Conflicting reports of Ocalan's arrest from the Greek and
Kenyan governments point to their cooperation with the Turkish government's
anti-Kurdish campaign which, under the banner of anti-terrorism, has razed
countless Kurdish villages, committed widespread torture, and denied a people
their basic human and cultural rights.
Earlier today, the Embassy of Greece in Washington, DC,
issued a statement noting that because Ocalan had intended to go to Holland the
Greek government was freed of any responsibility for his safety. Without
providing any explanation, the Greek Embassy reported that Ocalan somehow fell
into the custody of the Kenyan police officers, who then apparently handed him
over to the government of Turkey. The Greek Embassy statement failed to make
reference to the diplomatic protocol that its Embassy's grounds are considered
Greek soil and that, accordingly, the Kenyan authorities could not have entered
the Embassy compound without the consent of the Greek government.
In sharp contrast to the Greek government's version of the
arrest, the Kenyan Foreign Minister Bonaya Godana flatly denied the Greek
government's version of events. Godana reported that he simply asked the Greek
Ambassador to Kenya to have Ocalan be removed from the grounds of the Greek
Embassy, but that his government would not in any way have been involved in
handing Ocalan over to the Turkish government.
These conflicting reports and, particularly, the highly
suspect version of the events surrounding Ocalan's arrest being put forward by
the Greek government suggests a break with Greece's traditional support for the
democratic aspirations of the Kurdish nation.

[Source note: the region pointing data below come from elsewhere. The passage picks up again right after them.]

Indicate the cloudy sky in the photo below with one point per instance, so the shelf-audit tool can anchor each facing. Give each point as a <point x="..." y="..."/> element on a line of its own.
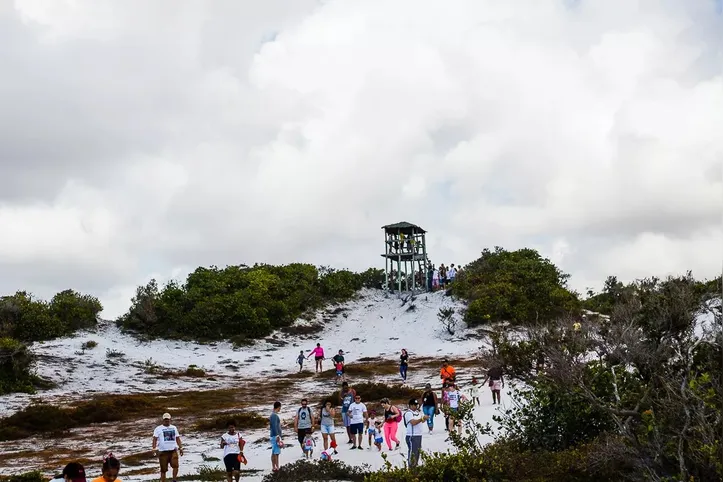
<point x="143" y="138"/>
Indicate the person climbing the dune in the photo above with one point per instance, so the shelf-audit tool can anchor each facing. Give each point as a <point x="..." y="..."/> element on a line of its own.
<point x="447" y="373"/>
<point x="318" y="353"/>
<point x="403" y="364"/>
<point x="346" y="395"/>
<point x="430" y="405"/>
<point x="339" y="359"/>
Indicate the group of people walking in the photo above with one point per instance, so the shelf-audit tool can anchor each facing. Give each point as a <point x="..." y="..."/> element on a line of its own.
<point x="356" y="418"/>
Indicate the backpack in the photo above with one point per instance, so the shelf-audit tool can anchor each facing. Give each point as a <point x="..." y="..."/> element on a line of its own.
<point x="298" y="413"/>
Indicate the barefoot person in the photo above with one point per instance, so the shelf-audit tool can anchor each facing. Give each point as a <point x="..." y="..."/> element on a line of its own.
<point x="275" y="436"/>
<point x="392" y="416"/>
<point x="326" y="417"/>
<point x="109" y="472"/>
<point x="303" y="422"/>
<point x="413" y="420"/>
<point x="318" y="353"/>
<point x="347" y="398"/>
<point x="167" y="442"/>
<point x="232" y="445"/>
<point x="357" y="415"/>
<point x="403" y="364"/>
<point x="430" y="406"/>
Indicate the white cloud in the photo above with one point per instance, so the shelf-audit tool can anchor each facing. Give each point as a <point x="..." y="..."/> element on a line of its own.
<point x="140" y="138"/>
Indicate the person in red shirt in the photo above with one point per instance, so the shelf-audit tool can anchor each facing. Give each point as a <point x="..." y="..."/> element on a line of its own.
<point x="447" y="372"/>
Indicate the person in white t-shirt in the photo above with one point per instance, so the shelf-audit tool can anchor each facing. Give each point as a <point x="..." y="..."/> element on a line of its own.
<point x="451" y="274"/>
<point x="357" y="414"/>
<point x="232" y="444"/>
<point x="414" y="420"/>
<point x="167" y="446"/>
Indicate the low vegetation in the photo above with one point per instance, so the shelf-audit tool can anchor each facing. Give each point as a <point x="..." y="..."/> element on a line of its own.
<point x="49" y="420"/>
<point x="373" y="392"/>
<point x="520" y="287"/>
<point x="25" y="319"/>
<point x="636" y="396"/>
<point x="318" y="471"/>
<point x="243" y="420"/>
<point x="239" y="303"/>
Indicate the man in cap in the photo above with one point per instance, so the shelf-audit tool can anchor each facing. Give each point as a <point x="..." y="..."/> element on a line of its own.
<point x="413" y="420"/>
<point x="167" y="446"/>
<point x="74" y="472"/>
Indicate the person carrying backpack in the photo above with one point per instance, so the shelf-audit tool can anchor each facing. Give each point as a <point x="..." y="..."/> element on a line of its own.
<point x="413" y="421"/>
<point x="392" y="417"/>
<point x="303" y="422"/>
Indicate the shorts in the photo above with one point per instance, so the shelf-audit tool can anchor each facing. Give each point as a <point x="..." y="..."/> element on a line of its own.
<point x="166" y="458"/>
<point x="232" y="463"/>
<point x="301" y="434"/>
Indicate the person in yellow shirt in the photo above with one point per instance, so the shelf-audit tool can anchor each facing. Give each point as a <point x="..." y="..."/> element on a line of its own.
<point x="111" y="467"/>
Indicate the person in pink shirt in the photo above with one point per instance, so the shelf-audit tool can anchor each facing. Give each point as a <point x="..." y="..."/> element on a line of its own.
<point x="318" y="353"/>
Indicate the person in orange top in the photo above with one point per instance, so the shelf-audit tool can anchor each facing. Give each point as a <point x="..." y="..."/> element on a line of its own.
<point x="111" y="467"/>
<point x="447" y="373"/>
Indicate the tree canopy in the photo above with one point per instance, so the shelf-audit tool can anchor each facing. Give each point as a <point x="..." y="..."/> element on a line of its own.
<point x="517" y="286"/>
<point x="238" y="303"/>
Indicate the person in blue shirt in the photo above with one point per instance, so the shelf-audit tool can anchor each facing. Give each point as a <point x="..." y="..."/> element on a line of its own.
<point x="275" y="435"/>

Sources in the region attribute
this move to heavy pressure on Athens from the United States government. The
exact role of Kenya remains unclear, although it appears as though outside interests
may have played a role in either orchestrating or, at the very least, heavily
influencing the Kenyan government's actions.
Greece's role holds a telling irony, in that the Greek
government's involvement in Ocalan's arrest directly benefits Turkish Prime
Minister Bulent Ecevit, the very same man who ordered the invasion of Cyprus in
1974. It only adds to this irony that Ecevit, America's 3supposed2 key friend
in the region, recently hosted Iraqi Deputy Prime Minister Tariq Aziz, despite
Washington's long-standing opposition to the Iraqi regime. Double standards, it
would seem, do not trouble those who would deny the Kurds their basic rights
even as they carry the banner of democratic ideals and international
cooperation.
The American Kurdish Information Network (AKIN) condemns any
complicity on the part of Greece, Kenya, the United States or other states in
the Turkish government's genocidal campaign against the Kurdish people. AKIN
joins with all Kurdish organizations to call upon the peoples of the world to
support the democratic aspirations of the Kurdish nation and a political
settlement of the Kurdish question in Turkey.